Create Tumbling Window Trigger in Azure Data Factory ADF

Problem

In these series of posts, I am going to explore Azure Data Factory (ADF), compare its features against SQL Server Integration Services (SSIS) and show how to use it towards real-life data integration problems. In previous posts, we have explored ways to create pipelines to transfer data between on-premises machines and Azure and initiated the data transfer manually. In a production scenario, data flow jobs are usually initiated automatically, based on a certain schedule or in response to certain events. In this and the next few posts, we will be exploring the ways to automate pipeline executions.

Solution

Azure Data Factory Pipeline Parameters and Concurrency

Before we move further, I need to explain a couple pipeline concepts:

Pipeline concurrency - Pipeline concurrency is a setting which determines the number of instances of the same pipeline which are allowed to run in parallel. Obviously, the higher the value of the concurrency setting, the faster the upload could finish. However, this setting needs to be chosen wisely, as it may affect performance of your source, destination servers and could easily overload your network.
Pipeline parameters - Parameters allow pipelines to receive settings dynamically, using system variables or built-in ADF functions. Typically, parameters are being used to pass time slice settings from triggers to pipelines. In this exercise, we will add string parameters and pass the trigger's time range settings to this parameter, which will allow us to understand which time slices are being initiated from the trigger.

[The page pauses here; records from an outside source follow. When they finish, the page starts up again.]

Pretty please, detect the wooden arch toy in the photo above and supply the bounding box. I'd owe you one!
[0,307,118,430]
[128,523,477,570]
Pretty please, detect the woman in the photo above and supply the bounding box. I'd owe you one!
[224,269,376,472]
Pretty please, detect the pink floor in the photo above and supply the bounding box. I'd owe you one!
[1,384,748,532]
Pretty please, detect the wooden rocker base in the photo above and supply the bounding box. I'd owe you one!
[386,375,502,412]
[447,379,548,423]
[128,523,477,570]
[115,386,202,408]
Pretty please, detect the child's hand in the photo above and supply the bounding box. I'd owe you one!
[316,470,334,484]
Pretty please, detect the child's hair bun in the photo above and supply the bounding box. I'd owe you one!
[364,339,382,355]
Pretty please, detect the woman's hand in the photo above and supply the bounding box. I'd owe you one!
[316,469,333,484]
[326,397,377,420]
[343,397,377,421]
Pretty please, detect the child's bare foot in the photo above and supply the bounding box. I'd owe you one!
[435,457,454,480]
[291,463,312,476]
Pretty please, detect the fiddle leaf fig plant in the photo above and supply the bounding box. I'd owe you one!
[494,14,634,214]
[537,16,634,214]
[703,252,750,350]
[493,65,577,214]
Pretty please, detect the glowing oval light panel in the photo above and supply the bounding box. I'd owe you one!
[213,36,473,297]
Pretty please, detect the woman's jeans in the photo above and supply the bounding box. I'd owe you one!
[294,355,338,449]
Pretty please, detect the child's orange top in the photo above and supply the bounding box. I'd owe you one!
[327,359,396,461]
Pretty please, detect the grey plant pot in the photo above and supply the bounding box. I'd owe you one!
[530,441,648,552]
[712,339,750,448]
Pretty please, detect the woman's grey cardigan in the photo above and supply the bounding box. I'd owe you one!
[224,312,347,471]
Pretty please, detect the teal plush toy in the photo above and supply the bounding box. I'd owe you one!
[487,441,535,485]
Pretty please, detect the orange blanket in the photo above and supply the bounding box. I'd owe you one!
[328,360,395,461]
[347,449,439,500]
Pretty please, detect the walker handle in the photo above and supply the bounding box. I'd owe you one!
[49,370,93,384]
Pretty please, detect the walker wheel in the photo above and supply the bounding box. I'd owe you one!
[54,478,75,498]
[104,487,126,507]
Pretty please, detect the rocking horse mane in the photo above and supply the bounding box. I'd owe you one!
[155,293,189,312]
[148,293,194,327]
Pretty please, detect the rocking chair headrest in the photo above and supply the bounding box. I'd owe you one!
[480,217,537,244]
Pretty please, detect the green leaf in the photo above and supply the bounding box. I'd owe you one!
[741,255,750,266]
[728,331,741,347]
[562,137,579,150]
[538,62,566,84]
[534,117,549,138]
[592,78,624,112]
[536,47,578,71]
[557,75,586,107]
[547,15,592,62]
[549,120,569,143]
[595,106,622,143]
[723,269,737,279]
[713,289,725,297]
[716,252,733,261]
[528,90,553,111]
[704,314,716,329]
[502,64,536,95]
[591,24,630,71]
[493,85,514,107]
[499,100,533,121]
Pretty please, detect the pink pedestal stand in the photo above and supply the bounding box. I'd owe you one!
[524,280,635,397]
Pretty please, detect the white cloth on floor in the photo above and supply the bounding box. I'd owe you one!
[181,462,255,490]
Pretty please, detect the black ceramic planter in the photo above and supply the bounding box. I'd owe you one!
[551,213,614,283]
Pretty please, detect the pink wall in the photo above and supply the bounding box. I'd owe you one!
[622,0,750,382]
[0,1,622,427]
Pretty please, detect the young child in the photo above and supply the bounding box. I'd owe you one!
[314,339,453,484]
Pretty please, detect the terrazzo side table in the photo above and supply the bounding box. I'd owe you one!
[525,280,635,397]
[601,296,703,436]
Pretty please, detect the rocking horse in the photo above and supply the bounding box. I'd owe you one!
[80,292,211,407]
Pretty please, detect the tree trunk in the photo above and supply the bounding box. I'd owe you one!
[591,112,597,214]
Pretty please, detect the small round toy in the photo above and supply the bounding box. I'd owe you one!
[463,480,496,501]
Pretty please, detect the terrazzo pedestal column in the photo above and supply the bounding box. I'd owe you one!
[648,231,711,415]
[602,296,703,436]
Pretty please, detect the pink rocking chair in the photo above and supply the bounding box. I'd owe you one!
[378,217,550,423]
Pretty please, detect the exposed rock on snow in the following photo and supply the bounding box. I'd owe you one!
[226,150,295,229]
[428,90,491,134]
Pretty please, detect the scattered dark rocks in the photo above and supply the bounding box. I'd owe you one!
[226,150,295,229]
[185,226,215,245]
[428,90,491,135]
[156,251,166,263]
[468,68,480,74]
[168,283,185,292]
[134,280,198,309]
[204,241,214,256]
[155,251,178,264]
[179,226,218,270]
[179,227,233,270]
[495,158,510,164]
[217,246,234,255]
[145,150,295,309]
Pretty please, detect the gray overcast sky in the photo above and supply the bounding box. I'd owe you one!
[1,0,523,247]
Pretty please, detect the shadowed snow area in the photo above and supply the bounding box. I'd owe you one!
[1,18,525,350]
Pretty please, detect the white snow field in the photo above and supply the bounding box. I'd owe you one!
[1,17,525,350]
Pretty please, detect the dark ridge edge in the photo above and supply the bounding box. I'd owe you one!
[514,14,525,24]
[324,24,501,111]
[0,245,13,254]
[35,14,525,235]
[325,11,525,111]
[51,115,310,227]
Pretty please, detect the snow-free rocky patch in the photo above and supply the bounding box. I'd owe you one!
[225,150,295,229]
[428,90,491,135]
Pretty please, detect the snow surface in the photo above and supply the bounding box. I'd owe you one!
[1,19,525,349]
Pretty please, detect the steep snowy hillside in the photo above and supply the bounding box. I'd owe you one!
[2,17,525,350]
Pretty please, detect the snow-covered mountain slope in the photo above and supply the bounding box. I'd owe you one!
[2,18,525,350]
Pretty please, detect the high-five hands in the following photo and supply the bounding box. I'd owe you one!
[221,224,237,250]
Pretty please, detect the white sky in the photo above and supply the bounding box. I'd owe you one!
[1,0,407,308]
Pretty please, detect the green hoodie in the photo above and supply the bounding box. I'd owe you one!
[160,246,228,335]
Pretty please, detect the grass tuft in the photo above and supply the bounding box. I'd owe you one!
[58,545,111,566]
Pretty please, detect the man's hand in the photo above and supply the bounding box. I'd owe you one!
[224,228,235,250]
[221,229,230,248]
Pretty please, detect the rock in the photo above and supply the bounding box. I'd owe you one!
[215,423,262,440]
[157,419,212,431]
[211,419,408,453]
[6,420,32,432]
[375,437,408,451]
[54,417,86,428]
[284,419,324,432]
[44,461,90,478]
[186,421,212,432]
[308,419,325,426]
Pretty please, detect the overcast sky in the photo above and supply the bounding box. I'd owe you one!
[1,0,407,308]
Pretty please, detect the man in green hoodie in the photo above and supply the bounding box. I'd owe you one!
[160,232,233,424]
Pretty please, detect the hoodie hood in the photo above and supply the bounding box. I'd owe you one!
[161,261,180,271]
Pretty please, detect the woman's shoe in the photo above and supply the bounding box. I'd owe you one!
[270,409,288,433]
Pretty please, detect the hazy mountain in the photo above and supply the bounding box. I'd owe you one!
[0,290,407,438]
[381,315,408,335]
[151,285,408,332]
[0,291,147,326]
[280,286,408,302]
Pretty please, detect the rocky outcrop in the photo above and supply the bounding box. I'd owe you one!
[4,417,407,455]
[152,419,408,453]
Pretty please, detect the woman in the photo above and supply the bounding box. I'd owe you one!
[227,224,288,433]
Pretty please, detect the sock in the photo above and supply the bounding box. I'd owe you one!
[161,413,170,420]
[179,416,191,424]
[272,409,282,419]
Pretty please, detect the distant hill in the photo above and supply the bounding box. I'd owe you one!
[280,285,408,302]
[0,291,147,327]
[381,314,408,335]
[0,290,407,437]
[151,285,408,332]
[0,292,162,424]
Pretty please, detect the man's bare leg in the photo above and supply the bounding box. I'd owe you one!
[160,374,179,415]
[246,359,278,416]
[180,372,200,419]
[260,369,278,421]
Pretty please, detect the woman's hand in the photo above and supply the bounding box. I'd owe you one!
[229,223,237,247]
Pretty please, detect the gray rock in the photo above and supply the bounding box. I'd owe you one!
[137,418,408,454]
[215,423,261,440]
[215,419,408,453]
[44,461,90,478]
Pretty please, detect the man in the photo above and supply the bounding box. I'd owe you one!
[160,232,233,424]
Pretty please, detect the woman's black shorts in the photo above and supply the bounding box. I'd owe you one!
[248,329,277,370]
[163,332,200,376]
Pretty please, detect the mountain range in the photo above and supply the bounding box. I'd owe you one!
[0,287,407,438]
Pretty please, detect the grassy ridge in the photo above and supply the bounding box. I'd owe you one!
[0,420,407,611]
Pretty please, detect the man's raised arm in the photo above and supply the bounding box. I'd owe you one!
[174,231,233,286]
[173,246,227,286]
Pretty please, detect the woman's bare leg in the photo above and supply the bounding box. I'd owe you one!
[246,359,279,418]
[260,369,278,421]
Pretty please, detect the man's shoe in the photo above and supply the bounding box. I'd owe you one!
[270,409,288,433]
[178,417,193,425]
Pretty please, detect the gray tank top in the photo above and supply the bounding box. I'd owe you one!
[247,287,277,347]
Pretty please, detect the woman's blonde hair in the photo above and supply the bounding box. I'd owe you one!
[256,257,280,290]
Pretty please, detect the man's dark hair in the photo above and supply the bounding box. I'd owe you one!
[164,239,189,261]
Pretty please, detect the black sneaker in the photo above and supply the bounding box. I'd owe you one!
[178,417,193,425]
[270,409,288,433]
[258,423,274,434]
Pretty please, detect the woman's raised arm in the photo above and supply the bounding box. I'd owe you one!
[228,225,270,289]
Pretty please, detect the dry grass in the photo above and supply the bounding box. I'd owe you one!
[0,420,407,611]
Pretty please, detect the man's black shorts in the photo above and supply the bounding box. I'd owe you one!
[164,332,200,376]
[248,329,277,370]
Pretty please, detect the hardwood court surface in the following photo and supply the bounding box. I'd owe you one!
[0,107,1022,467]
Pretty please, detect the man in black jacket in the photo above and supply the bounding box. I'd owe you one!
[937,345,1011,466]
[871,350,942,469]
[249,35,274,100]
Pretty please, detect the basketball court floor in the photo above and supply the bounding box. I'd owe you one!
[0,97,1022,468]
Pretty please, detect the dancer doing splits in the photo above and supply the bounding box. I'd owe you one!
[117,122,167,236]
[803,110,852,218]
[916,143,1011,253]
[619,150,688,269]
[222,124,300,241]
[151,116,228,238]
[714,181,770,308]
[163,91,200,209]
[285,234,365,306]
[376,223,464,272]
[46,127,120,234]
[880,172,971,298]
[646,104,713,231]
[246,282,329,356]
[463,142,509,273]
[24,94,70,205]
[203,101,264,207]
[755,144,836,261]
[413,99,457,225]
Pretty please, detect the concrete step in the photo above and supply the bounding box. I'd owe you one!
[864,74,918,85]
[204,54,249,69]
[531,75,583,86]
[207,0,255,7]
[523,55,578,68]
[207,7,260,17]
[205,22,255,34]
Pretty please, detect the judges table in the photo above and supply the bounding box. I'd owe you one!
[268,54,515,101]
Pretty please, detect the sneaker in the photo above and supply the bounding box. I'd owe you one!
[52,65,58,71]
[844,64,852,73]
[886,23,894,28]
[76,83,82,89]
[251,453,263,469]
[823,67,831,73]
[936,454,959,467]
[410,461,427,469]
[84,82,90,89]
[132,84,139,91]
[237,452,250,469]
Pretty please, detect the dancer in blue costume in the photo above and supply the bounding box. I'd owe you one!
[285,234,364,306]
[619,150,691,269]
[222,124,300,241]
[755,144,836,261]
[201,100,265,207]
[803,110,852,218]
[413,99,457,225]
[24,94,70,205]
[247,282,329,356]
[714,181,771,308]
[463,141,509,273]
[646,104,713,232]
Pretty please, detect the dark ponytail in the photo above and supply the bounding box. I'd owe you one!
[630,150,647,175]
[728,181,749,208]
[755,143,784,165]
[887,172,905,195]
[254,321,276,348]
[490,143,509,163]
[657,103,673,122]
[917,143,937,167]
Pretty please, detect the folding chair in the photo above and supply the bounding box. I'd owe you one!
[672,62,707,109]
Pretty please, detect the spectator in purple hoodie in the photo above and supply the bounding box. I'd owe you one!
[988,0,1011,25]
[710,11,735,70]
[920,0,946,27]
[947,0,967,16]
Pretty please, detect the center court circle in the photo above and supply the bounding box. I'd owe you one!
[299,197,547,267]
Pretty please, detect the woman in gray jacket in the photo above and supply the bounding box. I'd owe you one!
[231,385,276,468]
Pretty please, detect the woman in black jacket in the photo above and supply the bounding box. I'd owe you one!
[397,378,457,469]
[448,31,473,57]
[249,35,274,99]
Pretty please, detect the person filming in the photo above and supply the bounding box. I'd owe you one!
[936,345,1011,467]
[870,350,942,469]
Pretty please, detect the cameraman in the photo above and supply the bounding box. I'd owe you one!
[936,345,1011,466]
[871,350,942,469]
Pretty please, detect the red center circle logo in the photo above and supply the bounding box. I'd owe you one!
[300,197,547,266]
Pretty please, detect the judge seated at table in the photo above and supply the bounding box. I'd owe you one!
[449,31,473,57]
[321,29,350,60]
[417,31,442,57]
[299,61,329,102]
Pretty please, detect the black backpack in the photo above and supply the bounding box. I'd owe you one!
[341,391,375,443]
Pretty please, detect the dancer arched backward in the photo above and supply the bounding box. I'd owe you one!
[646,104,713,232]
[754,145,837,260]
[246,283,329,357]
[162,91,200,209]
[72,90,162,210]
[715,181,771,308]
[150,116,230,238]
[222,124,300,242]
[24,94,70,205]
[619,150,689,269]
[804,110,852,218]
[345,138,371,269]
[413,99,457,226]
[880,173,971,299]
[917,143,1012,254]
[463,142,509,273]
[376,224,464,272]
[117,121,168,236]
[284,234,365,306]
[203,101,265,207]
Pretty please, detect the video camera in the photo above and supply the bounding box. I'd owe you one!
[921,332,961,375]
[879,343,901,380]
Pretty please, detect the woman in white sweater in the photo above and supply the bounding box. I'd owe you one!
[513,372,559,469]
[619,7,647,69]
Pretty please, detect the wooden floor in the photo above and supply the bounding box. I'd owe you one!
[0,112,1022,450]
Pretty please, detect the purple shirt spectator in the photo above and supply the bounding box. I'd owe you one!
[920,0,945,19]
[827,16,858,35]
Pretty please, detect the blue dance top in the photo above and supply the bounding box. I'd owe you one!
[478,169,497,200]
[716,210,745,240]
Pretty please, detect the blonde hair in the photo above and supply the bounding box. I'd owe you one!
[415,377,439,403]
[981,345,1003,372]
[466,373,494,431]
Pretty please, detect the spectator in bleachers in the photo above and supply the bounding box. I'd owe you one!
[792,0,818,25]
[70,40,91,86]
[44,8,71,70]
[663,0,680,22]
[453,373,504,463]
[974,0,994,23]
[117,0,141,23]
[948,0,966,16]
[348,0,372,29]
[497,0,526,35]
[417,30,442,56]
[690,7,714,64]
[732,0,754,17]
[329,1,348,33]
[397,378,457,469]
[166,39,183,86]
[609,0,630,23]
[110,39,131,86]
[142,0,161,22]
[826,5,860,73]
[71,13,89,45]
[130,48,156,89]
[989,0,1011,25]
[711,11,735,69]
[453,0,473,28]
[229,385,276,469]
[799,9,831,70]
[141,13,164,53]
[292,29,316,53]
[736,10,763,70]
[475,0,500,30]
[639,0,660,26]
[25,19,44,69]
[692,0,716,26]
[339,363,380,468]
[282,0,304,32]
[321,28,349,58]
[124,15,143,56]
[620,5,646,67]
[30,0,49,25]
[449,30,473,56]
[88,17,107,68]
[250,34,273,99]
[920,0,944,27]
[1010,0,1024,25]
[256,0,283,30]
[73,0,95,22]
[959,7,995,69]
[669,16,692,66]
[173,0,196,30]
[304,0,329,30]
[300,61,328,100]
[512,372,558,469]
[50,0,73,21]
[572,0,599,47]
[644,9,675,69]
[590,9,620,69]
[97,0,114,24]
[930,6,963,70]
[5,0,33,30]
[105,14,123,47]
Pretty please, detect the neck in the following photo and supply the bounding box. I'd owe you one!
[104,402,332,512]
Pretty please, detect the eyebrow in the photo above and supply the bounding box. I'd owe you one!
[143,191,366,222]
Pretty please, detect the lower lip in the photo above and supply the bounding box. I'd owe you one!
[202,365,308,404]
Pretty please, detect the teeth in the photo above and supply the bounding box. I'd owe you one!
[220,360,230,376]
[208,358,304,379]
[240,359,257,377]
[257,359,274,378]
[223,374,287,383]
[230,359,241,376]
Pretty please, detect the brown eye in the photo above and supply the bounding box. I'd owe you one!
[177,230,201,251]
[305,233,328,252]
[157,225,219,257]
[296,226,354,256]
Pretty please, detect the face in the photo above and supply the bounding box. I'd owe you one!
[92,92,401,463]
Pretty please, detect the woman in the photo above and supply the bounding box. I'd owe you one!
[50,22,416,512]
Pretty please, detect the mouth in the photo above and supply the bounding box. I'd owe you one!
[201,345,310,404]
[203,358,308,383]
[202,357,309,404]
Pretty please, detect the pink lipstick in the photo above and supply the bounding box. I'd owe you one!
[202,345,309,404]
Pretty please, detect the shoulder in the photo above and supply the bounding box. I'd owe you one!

Here is how to add parameter to the pipeline we created in earlier posts:

Open the 'Open & Author' window for ADF, select 'SQL_ASQL_PL' pipeline under 'Pipelines' tab, switch to 'Parameters' tab, use '+New' button to add a new parameter.
Assign the name (I've named it as 'StartDt') to the parameter and select appropriate data type. Parameters can be string, integer, float and other types, please see the below screenshot for the available options:

Azure Data Factory Triggers

ADF v2 has introduced a concept of triggers as a way to automate pipeline executions. Triggers represent a unit of processing that determines when a pipeline execution needs to be initiated. The same pipeline could be kicked-off more than once and each execution of it would have its own run ID. Pipelines and triggers have a many-to-many relationship. Multiple triggers can kick-off a single pipeline, or a single trigger can kick off multiple pipelines. Here is the list of different trigger types available in ADF:

Tumbling window triggers - Tumbling window trigger is a type of trigger that fires at periodic time intervals from a specified start time. Tumbling windows are a series of fixed-sized, non-overlapping and contiguous time intervals. It is important to remember that tumbling window triggers can be configured to initiate past and future dated loads. A tumbling window trigger has a one-to-one relationship with a pipeline and can only reference a single pipeline.
Schedule triggers - A schedule trigger runs pipelines on a wall-clock schedule. This trigger supports periodic and advanced calendar options. A schedule trigger can only trigger future dated loads. Schedule pipelines and triggers have a many-to-many relationship.
Event-based trigger - An event-based trigger runs pipelines in response to an event, such as the arrival of a file, or the deletion of a file, in Azure Blob Storage.

We will be focusing on tumbling window triggers in this article.

Creating Tumbling Window Trigger in Azure Data Factory

As mentioned in the previous section, a tumbling window trigger allows loading data for past and future periods. As the name suggests, the time slices handled by a tumbling window trigger must be, fixed, non-overlapping, and contiguous, see the below figure as an example for a trigger with hourly windows:

In this exercise, I'll create a trigger, which will start the pipeline 'SQL_ASQL_PL' we created in an earlier post. The trigger will be initiated seven times on an hourly basis, six of them will be in past and one will be in the future. In a typical production scenario, pipeline windows would bring different data slices, using pipeline parameters, however to keep things simple for now, our pipeline windows will transfer the same data.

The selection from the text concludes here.